Si la muerte del Hijo de Dios demostró el amor y la abnegación divinas, si su muerte pagó el precio de nuestros pecados, su resurrección demostró que Dios tiene poder para vencer el pecado para siempre. Él puede hacerlo en mí, en ti y en todo el mundo.

La muerte es el peor y más horrible resultado del pecado. Es el peor final que podemos esperar. Y es la única experiencia de la que nadie —independientemente de cuán rico, sabio o poderoso sea— puede escapar, excepto Jesús. Aquel domingo en la mañana, hace dos mil años, la muerte fue «devorada por la victoria». Y por eso Pablo pudo preguntar: «¿Dónde está, oh muerte, tu victoria? ¿Dónde está, oh muerte, tu aguijón?» (1 Corintios 15: 54-55).

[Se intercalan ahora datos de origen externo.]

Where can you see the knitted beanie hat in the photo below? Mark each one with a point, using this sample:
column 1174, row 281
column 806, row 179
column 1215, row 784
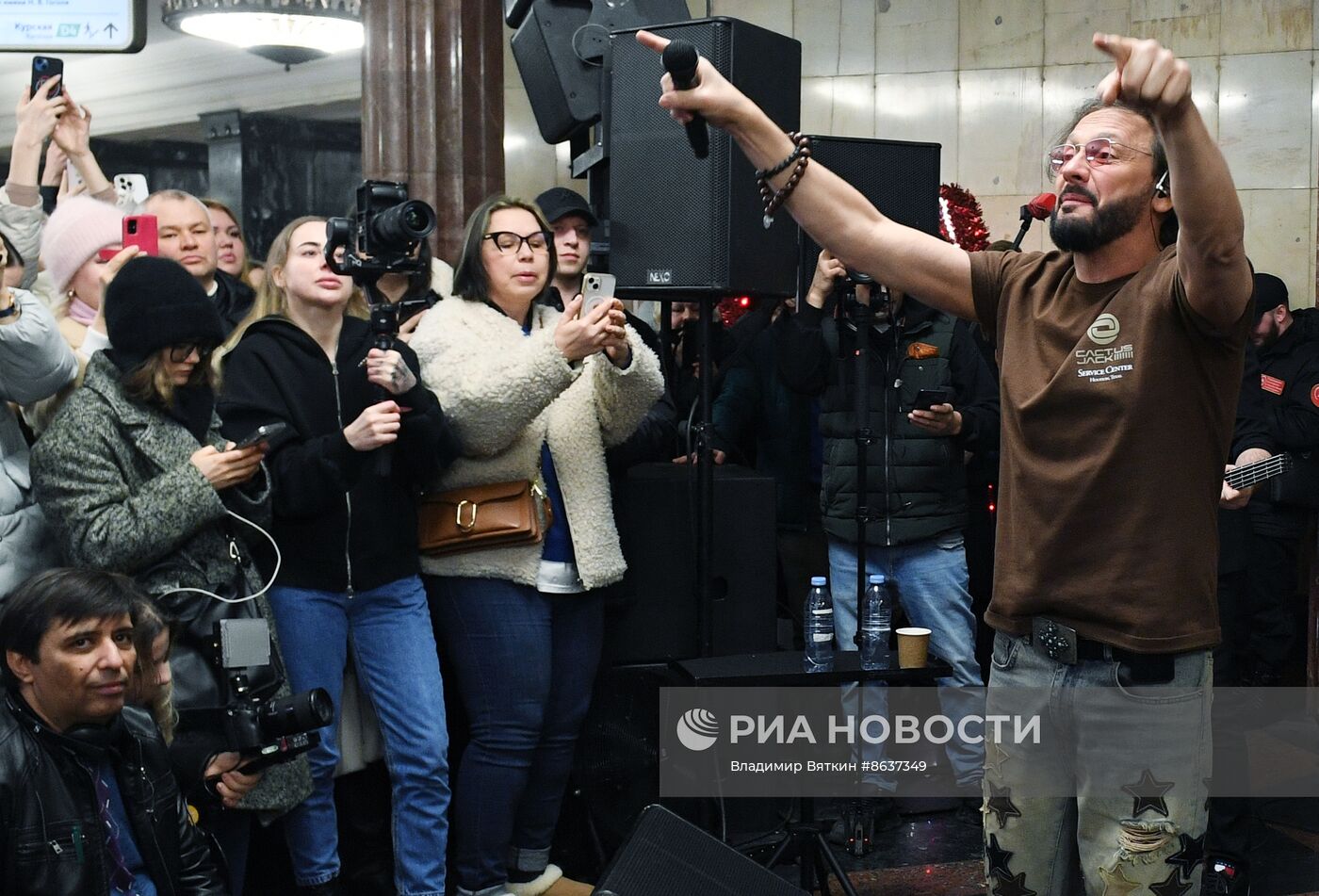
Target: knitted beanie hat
column 155, row 302
column 75, row 231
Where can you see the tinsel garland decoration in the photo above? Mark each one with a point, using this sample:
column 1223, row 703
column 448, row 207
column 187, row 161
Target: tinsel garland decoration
column 960, row 220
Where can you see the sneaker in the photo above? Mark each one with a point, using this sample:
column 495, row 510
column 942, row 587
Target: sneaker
column 1223, row 878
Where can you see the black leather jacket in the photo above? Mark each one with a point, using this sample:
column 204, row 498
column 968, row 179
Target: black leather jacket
column 50, row 842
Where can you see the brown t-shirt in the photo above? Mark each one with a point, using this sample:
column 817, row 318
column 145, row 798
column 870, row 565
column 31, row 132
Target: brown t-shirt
column 1117, row 411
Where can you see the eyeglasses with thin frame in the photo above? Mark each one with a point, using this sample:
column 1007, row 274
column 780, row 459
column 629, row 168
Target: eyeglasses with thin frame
column 508, row 242
column 1098, row 152
column 180, row 352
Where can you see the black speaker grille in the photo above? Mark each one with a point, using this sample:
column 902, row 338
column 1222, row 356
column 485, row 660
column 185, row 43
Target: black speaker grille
column 666, row 856
column 900, row 178
column 679, row 224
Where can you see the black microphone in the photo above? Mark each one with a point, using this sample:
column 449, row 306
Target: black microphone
column 679, row 61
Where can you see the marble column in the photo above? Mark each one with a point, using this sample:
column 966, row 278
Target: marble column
column 432, row 105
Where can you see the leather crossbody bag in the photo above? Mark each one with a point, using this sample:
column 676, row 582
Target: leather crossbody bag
column 477, row 517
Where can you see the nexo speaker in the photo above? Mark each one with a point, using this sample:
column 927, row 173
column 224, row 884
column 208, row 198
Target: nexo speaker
column 666, row 856
column 659, row 613
column 560, row 49
column 900, row 178
column 686, row 226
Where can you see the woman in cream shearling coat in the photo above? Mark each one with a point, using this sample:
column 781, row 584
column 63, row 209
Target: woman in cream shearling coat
column 533, row 394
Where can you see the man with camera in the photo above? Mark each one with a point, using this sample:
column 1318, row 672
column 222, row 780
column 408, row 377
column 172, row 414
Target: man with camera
column 185, row 234
column 88, row 803
column 917, row 487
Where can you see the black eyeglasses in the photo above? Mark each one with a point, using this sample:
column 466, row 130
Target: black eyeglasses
column 508, row 242
column 182, row 351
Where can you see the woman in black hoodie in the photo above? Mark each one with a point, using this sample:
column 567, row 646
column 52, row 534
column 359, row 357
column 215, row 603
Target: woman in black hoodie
column 363, row 435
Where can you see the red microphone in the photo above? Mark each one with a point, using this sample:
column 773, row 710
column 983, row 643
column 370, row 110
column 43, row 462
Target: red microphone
column 1037, row 208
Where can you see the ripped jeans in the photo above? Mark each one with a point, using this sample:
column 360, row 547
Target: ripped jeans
column 1116, row 786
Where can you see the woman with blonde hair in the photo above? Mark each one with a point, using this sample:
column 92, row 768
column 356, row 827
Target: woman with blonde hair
column 362, row 434
column 231, row 249
column 135, row 477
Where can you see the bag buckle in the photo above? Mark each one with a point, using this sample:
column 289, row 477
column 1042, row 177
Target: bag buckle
column 1054, row 640
column 471, row 523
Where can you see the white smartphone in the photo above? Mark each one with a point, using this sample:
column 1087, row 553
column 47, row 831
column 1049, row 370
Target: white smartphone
column 74, row 177
column 131, row 188
column 596, row 288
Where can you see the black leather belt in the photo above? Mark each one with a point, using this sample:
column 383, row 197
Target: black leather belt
column 1062, row 644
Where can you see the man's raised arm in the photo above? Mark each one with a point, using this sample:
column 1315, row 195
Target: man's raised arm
column 1210, row 246
column 834, row 213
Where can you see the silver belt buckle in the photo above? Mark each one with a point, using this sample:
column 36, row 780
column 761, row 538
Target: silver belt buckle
column 1054, row 640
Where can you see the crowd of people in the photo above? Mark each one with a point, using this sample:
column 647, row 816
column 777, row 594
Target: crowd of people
column 195, row 440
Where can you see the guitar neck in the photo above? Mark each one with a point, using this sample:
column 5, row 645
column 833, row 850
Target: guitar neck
column 1253, row 474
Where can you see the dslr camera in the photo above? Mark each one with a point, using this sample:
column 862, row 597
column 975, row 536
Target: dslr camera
column 264, row 728
column 380, row 237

«El aguijón de la muerte es el pecado» (versículo 56), así que la victoria sobre la muerte representa la derrota de todas las formas en las que el pecado puede lastimarnos. Por eso, Pablo pudo exclamar: «Gracias a Dios» que nos da la victoria «por medio de Jesucristo nuestro Señor» (Romanos 7: 25).

Jesús no solo nos da la victoria sobre la muerte, sino también sobre la tentación. Y finalmente, Dios eliminará todo aquello que nos causa infelicidad. Esto quiere decir que ya no habrá más terrorismo, ni sida, ni bombas nucleares, ni familias destruidas, ni depresión.

Regresemos unos instantes a aquella sinagoga de Nazaret; esta vez una semana después de la muerte de Jesús. El ambiente ahora no se siente tranquilo ni relajado. Todos están inmersos en una tensa conversación:

—¿Supiste? —se decían unos a otros—. ¡Él lo hizo! ¡Realmente lo hizo!

—¿Qué fue lo que hizo? —preguntó otro.

—Lo que dijo que haría —responden—. Trajo las buenas nuevas a los pobres, libertad a los cautivos, vista a los ciegos, libertad a los oprimidos. ¡Jesús venció la muerte! Hizo todo lo que dijo que haría: ¡Ha proclamado el año de gracia del Señor!

Lo hizo por todos los que lo aman, por todos los que lo aceptan cada día, por ti y por mí. ¡No puede haber mayor regalo que este!

 Loren Seibold trabaja como pastor de la Iglesia Adventista en Ohio, Estados Unidos.